Zanele Muholi, l’activiste visuel au service de la cause noire et queer
L’un·e des photographes sud-africain·es les plus célébré·es au monde, Zanele Muholi fait l’objet d’une exposition rétrospective exceptionnelle à la Maison européenne de la photographie.
Après une première exposition à Paris en 2012, suivie d’un passage remarqué à Art/Afrique à la Fondation Louis Vuitton en 2017, la puissance des photographies de l’activiste visuel·le Zanele Muholi est à découvrir à la maison parisienne consacrée à la photographie, jusqu’au 21 mai 2023. Cette rétrospective, une première en France, rassemble plus de 200 photographies, vidéos et installations créées depuis le début des années 2000, ainsi que de nombreux documents d’archives.

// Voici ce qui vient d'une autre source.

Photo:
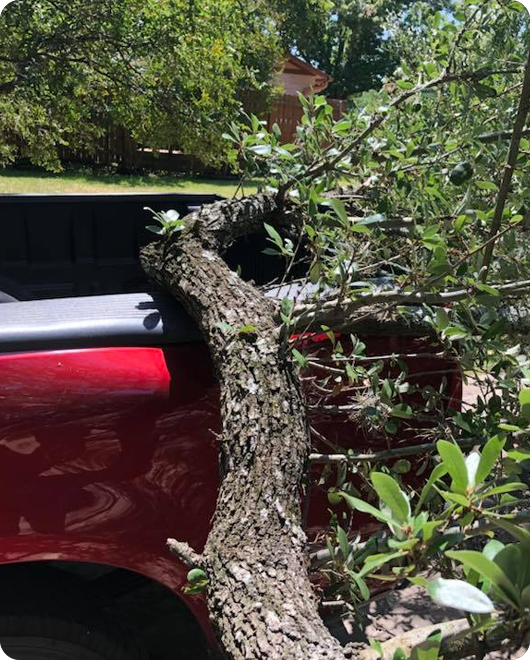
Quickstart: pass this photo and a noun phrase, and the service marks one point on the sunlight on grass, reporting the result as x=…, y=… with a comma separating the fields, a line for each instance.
x=16, y=181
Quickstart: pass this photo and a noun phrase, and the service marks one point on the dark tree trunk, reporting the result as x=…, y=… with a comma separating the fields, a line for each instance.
x=259, y=596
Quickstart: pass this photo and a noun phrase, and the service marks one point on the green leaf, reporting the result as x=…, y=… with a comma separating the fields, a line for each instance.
x=402, y=411
x=225, y=327
x=506, y=488
x=343, y=543
x=489, y=455
x=524, y=400
x=390, y=494
x=460, y=595
x=455, y=462
x=486, y=185
x=340, y=210
x=438, y=472
x=442, y=318
x=509, y=560
x=492, y=548
x=472, y=463
x=275, y=237
x=376, y=561
x=519, y=533
x=488, y=570
x=300, y=359
x=364, y=507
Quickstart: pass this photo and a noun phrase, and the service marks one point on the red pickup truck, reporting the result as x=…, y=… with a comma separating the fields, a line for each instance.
x=108, y=420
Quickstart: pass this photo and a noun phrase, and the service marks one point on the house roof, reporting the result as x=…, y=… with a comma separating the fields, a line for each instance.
x=295, y=65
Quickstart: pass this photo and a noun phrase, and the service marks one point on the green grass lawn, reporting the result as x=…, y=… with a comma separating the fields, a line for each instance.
x=17, y=181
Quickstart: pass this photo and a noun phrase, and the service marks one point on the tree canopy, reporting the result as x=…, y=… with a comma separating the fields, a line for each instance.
x=407, y=216
x=357, y=42
x=170, y=71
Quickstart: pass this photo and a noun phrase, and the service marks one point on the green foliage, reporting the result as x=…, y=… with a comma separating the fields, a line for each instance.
x=397, y=201
x=172, y=72
x=353, y=41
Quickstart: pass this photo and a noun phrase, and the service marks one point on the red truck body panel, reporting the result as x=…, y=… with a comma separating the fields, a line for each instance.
x=106, y=452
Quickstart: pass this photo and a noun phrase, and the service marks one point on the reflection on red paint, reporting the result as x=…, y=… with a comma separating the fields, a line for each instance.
x=104, y=453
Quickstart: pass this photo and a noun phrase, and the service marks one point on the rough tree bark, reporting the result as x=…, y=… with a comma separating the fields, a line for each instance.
x=259, y=594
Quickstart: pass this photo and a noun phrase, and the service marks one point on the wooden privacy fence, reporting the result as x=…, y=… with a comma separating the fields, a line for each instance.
x=117, y=147
x=287, y=113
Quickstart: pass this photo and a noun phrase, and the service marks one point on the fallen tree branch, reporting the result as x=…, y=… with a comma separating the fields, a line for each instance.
x=504, y=189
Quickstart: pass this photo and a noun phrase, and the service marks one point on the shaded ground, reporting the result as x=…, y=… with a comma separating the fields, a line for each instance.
x=397, y=612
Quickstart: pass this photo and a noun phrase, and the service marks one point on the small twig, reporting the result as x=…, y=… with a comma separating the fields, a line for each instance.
x=185, y=553
x=329, y=459
x=504, y=189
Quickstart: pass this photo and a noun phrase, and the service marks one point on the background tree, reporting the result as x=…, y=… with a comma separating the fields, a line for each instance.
x=357, y=42
x=170, y=71
x=406, y=216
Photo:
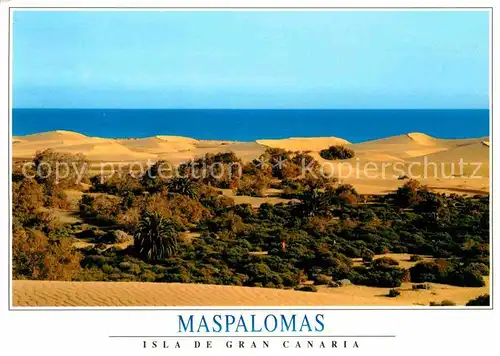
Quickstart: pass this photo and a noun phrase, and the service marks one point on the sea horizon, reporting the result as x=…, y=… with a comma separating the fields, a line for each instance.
x=246, y=125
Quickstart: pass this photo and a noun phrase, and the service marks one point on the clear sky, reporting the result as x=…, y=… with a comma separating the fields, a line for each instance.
x=149, y=59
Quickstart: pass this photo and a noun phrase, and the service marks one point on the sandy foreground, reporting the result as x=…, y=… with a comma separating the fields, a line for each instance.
x=129, y=294
x=412, y=149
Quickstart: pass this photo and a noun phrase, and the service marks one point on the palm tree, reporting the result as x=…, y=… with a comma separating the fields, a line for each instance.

Mettre en lumière la communauté noire LGBTQIA+ d’Afrique du Sud
Alors même que L’Afrique du Sud a intégré les droits des minorités LGBTQIA+ dans la déclaration des droits postapartheid en 1996, les populations queer ou s’identifiant comme telle restent fortement discriminées et persécutées dans un pays encore en pleine reconstruction identitaire post-coloniale. Que faire quand on compte les victimes d’actes homophobes et transphobes, jour après jour ? L’activiste visuel·le non-binaire Zanele Muholi a choisi de brandir l’objectif de son appareil photo afin de non seulement documenter ces vies en résilience mais aussi célébrer les membres d’une communauté qui reste fière malgré l’adversité.
Tapissant les murs des différents espaces d’exposition, les portraits bouleversants de Zanele Muholi donnent visage à la pluralité des personnes LGBTQIA+ d’Afrique du Sud, l’artiste photographiant sans distinction tous·tes celleux qui revendiquent une appartenance à cette communauté marginalisée. Les participant·es, immortalisé·es en plan rapproché, à demi de profil, tournent tout entier leur regard vers l’objectif — et par extension vers le·la spectateur·trice pris·se dans un dialogue frontal et intime avec le sujet.
Se représenter soi-même aux yeux du monde
Après avoir grandi dans un township à la périphérie de Durban, Zanele Muholi s’installe à Johannesburg où iel s’inscrit, en 2002, au Market Photo Workshop, école fondée par le photographe sud-africain David Goldblatt. Cette formation constitue un tournant majeur pendant lequel l’artiste définit son travail photographique et artistique en corrélation absolue avec son engagement envers la communauté LGBTQIA+ sud-africaine. Iel développe ainsi une importante archive visuelle ouverte, qui prend pour sujet principal les femmes noires lesbiennes. Emblématique de sa démarche, la série intitulée « Faces and Phases se compose aujourd’hui d’environ 300 portraits de femmes, rencontrées à travers tout le pays et avec lesquelles Zanele Muholi souhaite établir une relation fondée sur une compréhension mutuelle.
Au centre de son travail visuel, la célébration de la femme noire se retrouve de manière tout aussi intime dans les différents autoportraits intitulés Bester (issus de la série « Zanele Muholi: Somnyama Ngonyama, Salut à toi, Lionne noire »), où l’artiste, parée d’accessoires composés d’éléments domestiques (pinces à linge, éponges, et autres), rend hommage à sa mère, qui fut toute sa vie femme de ménage chez une famille d’Afrikaners, dénonçant ainsi les conditions de vie et de salaire de bon nombre de travailleuses sud-africaines.
L’exposition visible à la MEP jusqu’ à la mi-mai présente enfin la dernière série photographique de Zanele Muholi, Somnyama Ngonyama4, qui marque une nouvelle étape dans sa carrière. Iel se confronte ici directement à la caméra. Ses autoportraits illustrent de façon théâtrale différents moments de l’histoire politique de l’Afrique du Sud et dénoncent l’oppression de la population noire. À mi-parcours, une salle de documentation est consacrée à inkanyiso.org5, plate-forme Internet créée par Zanele Muholi en 2009 pour rassembler et donner la parole à la communauté LGBTQIA+ : les sujets de ses photographies peuvent ainsi partager leur expérience et débattre ou informer sur des questions qui leur sont chères.